The Old Judge

by Hervey Allen

Hervey Allen

Around the courthouse corner from the square,
Where Poet Timrod's bust stands in the glare,
There is an ancient office shuttered tight,
With fluted pillars and the paint worn bare.
Seldom, if ever now, do passing feet
Disturb that little, cobbled cul-de-sac
Or rouse dull echoes in the quiet street
Where time has eddied back.
Only the old judge comes,
With quivering hands and thin,
With palsied scraping at the rusty lock
And enters in.
He is the last of all the courtly men,
Those lion-hearts who knew their Montesquieu,
And fought for what he taught them, too,
The STATE was something then —
But now — but now — he seems a very ghost
That haunts the little office off the square,
A Rip Van Winkle of the place at most
At which to stare.

Only on Saturdays he goes,
And no one knows,
And enters by the dusty, blinded door,
And sits and sits
While the long sunlight streams between the slits
And the rats scurry underneath the floor.
And there he stays all afternoon;
The wagons rumble in the square,
And the cracked, plaster bust of grim Calhoun
Frowns with its classic stare.
What dreams are these, old judge, of the old days,
When cotton bales made mountains on the ways,
When clipper ships were loading at the quays —
Or statelier, courtlier times of ease
And manners without flaw,
When Smythe & Pringle ,
The name is all but weathered from the shingle,
Were the state's foremost firm at law.

Aye! Those were times!
They leap to life among the steeple chimes,
A passion and a white tone in the bells
Flatters his sleep until he dreams of bout
And rapier thrust at law —
Of frosty marches,
Camp fires and faces of dead men,
The War,
And old Virginia's academic arches —
And he is young again!
Oh! Life! Oh! Glory!
He leaps up from his seat —
Ah! Judge, the old, old story;
The blood can scarcely creep
Back to the icy feet
As the old man startles from his sleep,
The last bell hums and then —
Memento mori!

Dream, dream, old judge,
May quiet bring you ease,
Among the Wedgwood phantoms of old Greece,
Dream while the carved lambs in the frieze
Trot to the voiceless sound
Of Pan-pipes in the Georgian mantelpiece,
Summon the forms of men you used to know;
Till dead men's footfalls creak across the floor —
Is it your partner's who once long ago
Planted the brick court with rêve d'or?
Ah!
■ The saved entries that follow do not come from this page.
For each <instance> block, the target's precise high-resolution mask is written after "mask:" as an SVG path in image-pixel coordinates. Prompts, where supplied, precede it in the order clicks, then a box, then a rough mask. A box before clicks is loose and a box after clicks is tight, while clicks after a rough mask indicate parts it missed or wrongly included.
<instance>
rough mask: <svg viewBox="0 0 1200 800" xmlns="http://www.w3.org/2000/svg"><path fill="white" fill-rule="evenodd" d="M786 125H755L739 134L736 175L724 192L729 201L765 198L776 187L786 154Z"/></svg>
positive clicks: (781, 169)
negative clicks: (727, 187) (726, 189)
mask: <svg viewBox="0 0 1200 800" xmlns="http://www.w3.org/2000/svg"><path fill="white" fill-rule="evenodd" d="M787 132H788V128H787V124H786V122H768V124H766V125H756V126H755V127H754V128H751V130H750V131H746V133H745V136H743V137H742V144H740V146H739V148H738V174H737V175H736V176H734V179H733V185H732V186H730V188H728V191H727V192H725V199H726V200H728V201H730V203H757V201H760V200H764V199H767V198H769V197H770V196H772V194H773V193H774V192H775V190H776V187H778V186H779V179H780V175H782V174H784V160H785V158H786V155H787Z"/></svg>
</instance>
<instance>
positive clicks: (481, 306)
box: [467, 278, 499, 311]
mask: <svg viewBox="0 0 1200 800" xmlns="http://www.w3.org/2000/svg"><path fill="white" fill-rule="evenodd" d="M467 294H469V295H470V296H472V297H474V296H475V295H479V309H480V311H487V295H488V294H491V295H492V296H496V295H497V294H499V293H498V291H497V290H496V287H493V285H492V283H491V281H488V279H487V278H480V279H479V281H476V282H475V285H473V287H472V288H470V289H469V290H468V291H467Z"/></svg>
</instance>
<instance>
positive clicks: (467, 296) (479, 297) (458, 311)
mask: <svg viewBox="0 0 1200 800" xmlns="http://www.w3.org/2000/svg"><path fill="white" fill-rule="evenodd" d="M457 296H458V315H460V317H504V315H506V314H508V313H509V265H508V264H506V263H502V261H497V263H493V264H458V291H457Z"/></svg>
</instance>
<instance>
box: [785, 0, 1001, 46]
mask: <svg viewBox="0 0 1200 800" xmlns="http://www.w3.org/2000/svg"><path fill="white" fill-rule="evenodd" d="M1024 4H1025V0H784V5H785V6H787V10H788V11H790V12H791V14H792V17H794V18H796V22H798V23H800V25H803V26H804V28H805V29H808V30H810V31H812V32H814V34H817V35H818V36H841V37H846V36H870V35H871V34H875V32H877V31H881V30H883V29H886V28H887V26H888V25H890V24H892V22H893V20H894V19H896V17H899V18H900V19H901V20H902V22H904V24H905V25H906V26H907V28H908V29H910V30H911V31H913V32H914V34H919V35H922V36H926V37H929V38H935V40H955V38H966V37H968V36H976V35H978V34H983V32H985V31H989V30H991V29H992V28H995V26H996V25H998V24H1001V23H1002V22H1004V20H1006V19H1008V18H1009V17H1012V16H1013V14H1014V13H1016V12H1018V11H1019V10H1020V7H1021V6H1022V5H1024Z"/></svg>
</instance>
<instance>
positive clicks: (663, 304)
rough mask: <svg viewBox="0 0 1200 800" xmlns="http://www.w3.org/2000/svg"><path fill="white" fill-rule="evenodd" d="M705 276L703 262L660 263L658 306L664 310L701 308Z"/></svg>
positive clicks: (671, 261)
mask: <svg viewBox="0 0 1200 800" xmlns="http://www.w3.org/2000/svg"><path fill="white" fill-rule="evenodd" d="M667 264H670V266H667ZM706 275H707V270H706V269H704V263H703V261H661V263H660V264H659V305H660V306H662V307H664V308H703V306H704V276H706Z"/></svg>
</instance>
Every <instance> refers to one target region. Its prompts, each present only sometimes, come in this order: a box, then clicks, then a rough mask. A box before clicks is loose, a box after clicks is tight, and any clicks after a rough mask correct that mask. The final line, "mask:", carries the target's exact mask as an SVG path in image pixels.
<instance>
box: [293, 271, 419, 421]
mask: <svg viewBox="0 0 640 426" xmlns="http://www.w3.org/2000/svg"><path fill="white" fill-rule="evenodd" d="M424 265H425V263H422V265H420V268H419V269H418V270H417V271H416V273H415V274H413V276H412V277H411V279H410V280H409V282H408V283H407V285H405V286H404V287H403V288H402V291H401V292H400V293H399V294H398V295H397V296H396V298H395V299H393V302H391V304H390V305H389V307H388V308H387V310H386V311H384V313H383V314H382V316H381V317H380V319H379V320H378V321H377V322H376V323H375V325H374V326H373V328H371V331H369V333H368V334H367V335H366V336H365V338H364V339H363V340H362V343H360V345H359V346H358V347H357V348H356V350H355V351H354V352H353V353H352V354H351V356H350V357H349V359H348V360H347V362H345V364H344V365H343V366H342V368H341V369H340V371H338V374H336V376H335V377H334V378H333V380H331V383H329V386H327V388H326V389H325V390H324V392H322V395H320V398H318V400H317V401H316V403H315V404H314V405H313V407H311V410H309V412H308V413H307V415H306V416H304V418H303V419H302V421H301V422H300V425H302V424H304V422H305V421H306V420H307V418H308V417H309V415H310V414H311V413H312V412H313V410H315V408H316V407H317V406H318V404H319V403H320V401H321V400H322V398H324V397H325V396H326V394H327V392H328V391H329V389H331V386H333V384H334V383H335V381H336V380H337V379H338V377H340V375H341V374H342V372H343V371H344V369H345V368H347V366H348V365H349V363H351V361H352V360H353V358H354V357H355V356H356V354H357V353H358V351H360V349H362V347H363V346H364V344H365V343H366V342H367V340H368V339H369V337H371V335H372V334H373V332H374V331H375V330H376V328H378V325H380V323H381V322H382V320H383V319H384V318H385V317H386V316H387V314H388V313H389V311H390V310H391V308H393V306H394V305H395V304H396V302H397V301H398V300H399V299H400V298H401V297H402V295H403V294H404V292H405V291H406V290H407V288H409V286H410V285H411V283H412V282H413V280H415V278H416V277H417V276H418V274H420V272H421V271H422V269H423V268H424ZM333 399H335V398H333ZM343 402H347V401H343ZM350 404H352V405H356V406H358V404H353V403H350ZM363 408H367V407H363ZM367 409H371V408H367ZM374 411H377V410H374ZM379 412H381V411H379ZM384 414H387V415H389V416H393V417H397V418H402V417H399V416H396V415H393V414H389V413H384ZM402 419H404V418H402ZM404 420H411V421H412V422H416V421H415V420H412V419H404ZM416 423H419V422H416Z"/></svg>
He is gone now with his roses,
Gone these thirty years and more.

And now the new South quickens, in the square
The huge trucks thunder and the motors blare.
The park oaks droop with Spanish moss and age,
The jedge no longer now is marss but boss ,
And all the old things suffer change and loss
But still he makes his weekly pilgrimage.
Some day, some waif will look in through the pane
And see him sitting with his gold-head cane
With wide unseeing eyes a-stare —
Then there will be an end of dreams and care,
A courtesy will pass we cannot spare,
And humor, sparkling, dry as old champagne.